# Has anyone tried Ethical Nutrients IBS Support?



## katie123 (Sep 2, 2013)

so lately i've seen quite a few ads on tv for 'ethical nutrients IBS support' and it says that it relieves the symptoms of medically diagnosed ibs so i was wondering if anyone has tried it and if it works or not or if its just a probiotic?


----------



## Kathleen M. (Nov 16, 1999)

Looks like it is "just" a probiotic, but at least this one has some clinical data that it may be helpful for peopel with IBS.

http://www.ncbi.nlm.nih.gov/pubmed/22912552

It isn't the only company I see selling this strain so depends on if you can find a company you think you can trust to put the right viable bacteria in the pill and see what the price is to see if they are what most people are charging for it.

A brand with a lot of TV ads may not be higher quality and may cost more as someone has to pay for the ads.


----------



## Mchops (Nov 11, 2013)

Ive had something approximating IBS-C along with bad haemorrhoids. I've been using Inner Health powder (in a bottle) and it is one of the few probiotics that also includes a prebiotic (Oligofructose) which I believe I needed along with the probiotics. I've been taking it for about 5 months now and my C and other symptoms (bloating, wind) have virtually disappeared.

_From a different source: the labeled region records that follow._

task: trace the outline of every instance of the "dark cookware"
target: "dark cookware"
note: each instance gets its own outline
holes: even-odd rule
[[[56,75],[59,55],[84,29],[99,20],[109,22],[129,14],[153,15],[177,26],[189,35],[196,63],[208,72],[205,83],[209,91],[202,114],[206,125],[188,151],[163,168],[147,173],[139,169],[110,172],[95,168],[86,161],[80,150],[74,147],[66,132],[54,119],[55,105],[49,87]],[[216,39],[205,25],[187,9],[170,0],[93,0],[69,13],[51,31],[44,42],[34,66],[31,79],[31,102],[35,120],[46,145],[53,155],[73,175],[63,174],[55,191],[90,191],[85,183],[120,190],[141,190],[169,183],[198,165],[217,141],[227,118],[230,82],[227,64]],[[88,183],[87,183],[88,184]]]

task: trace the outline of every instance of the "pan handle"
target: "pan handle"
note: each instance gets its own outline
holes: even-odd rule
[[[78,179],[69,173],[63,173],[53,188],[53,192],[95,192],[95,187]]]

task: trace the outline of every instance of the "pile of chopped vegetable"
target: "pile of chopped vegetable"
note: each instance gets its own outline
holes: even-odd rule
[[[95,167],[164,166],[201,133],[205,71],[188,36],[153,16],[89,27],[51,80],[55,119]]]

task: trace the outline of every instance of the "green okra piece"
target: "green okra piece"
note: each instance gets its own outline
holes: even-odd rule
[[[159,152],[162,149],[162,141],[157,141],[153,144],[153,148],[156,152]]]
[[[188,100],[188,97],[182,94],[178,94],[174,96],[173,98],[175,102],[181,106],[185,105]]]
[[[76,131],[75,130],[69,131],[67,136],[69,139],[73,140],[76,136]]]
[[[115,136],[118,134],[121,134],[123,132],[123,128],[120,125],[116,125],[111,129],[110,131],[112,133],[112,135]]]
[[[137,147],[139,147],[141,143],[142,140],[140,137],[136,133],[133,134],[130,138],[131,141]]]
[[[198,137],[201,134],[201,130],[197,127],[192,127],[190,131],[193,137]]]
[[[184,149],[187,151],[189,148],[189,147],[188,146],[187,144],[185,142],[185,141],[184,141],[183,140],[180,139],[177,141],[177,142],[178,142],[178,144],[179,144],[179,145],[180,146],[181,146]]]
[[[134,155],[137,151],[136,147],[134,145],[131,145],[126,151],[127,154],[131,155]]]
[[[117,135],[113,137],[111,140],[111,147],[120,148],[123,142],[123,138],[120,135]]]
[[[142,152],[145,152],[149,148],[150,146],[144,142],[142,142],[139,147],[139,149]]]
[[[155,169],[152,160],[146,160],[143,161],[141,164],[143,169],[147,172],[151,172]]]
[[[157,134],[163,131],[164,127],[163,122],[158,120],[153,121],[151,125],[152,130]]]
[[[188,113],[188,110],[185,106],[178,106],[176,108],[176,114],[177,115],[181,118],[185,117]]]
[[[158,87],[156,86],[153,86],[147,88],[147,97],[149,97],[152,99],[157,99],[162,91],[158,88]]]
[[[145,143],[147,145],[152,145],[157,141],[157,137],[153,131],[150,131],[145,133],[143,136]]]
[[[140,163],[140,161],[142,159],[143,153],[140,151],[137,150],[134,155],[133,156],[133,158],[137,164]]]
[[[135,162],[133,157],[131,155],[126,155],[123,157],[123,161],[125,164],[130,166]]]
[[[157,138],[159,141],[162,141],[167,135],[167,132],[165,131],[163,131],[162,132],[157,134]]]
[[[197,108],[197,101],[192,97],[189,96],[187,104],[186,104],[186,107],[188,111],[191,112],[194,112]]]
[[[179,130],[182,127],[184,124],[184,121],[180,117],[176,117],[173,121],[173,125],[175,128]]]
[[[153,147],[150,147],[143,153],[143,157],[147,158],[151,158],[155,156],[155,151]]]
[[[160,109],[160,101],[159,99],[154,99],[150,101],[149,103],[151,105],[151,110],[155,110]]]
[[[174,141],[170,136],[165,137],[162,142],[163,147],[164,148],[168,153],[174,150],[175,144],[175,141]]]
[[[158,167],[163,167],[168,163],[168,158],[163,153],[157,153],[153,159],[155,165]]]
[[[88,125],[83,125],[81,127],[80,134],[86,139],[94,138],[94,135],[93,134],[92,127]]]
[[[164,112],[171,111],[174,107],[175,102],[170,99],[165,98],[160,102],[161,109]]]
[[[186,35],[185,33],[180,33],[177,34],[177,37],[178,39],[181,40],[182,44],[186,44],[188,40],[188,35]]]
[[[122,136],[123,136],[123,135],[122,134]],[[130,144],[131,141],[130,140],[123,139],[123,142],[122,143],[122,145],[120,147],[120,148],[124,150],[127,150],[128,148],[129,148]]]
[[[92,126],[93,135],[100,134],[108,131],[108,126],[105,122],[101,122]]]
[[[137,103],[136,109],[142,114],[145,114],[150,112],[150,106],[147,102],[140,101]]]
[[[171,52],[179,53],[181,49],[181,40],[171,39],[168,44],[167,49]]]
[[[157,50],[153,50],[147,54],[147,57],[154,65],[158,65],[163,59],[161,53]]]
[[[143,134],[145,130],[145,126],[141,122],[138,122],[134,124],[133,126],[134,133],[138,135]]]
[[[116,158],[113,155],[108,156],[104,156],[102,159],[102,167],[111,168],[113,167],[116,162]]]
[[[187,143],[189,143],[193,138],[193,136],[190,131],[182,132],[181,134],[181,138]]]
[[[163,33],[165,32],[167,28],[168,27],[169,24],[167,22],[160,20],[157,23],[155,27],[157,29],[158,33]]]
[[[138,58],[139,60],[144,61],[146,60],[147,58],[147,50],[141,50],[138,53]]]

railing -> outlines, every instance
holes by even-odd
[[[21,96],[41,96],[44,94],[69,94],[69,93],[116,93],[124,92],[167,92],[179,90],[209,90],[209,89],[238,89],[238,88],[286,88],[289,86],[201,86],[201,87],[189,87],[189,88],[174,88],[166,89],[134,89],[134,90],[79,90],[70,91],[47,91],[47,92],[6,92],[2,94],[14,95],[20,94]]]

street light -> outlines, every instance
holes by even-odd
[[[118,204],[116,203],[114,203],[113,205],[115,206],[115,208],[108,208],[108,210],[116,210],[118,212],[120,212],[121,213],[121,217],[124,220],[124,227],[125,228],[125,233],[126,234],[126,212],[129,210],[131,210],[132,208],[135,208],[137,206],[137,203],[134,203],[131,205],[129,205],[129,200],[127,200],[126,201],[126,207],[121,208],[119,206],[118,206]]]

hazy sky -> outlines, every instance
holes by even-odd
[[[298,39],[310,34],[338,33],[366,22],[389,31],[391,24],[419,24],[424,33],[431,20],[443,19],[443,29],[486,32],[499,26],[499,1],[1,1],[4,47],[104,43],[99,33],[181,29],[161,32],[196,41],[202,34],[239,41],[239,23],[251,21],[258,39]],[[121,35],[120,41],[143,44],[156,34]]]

I can't say for sure if the Inner Health powder is the silver bullet as Ive also been very strict in cutting out all grains, legumes, sugar and industrially processed foods from my diet, while adding back some dairy (yogurt, kefir), meat and fermented foods back into my diet and focusing on portion control, chewing (so basic but so effective for me!) etc. But the powder is highly likely to have been an important part of the whole process.

So depending on what type of IBS you have and your particular diet I'd say just give it a go and see...


----------



## Kathleen M. (Nov 16, 1999)

Prebiotics are a mixed bag for IBSers.

If the probiotics you are taking colonize you they can use the prebiotics as food (but not the one and only food for them) and it may help the population.

If the probiotics don't colonize you (either not the right strain for you, or the product doesn't have viable bacteria) the prebiotics can add to the total amount of food for the bacteria that make gas. This is why some probitoics can make people really gassy when they start up, the prebiotics add to the gas and for some people they don't tolerate that well at all.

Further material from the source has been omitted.